Михаил Иванович все еще был там — возле картины, когда Юлия Владимировна внесла кофейник и сухарики. Отвязала передник, на блюдцах звякнули ложечки — предупреждали мужчин: вы хотели встретиться — так не медлите. Она знала, что встреча еще не произошла.
— Вы сказали маме, — начал Петя, как только гость перенес к себе на блюдце сухарик, — что мой отец погиб на переправе.
— Да, — отозвался товарищ отца.
Взгляды их встретились. Петя хотел на что-то опереться — на сочувствие или хотя бы на внимание. Пусть у незнакомца одно лишь любопытство к сыну его фронтового товарища. И такое можно понять: прошло двадцать лет. Но почувствовал, гость остается где-то там, далеко, — может быть, то место он и называет бессмертием. И потому, возможно, Петру придется отвечать самому себе на собственные вопросы. Рядом была мать, настороженная, с намеренно опущенными глазами. Петр попросил у нее извинения взглядом и хотел надеяться, что она его взгляд заметила.
— Расскажите — для меня это важно, — как убили моего отца! Нам пришла только «похоронка» — так ее, кажется, называли. Там было написано… Ну, знаете, как там писали — несколько слов, и я, можно сказать, всю жизнь сам придумывал, как папу убили. Будучи мальчиком с воображением, я убил его тысячу, десять тысяч раз. Мой отец сбивал самолеты, захватывал танки, взрывал мосты, но, в конце концов, его все-таки убивали. Я представлял, как его окружают фашисты.

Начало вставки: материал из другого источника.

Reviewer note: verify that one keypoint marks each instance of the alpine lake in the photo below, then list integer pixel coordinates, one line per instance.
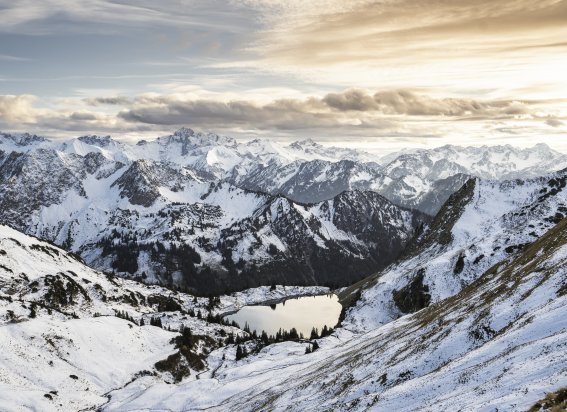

Он убил одну сотню, пять сотен… Иногда я целую ночь видел, как он стрелял из пулемета, я заставлял целую армию подносить ему патроны, чтобы он мог стрелять и стрелять, но под утро его все равно убивали. Он ночью пробирался к немцам и убивал их ножом, но враги просыпались. Он все-таки должен был сделать ошибку, чтобы его могли убить. Я читал книги и смотрел фильмы про войну лишь для того, чтобы придумать — как говорят следователи — еще одну версию смерти… Я хочу знать, как он был убит и где, чтобы не убивать его снова… Расскажите, как все было. Пусть самым глупым образом.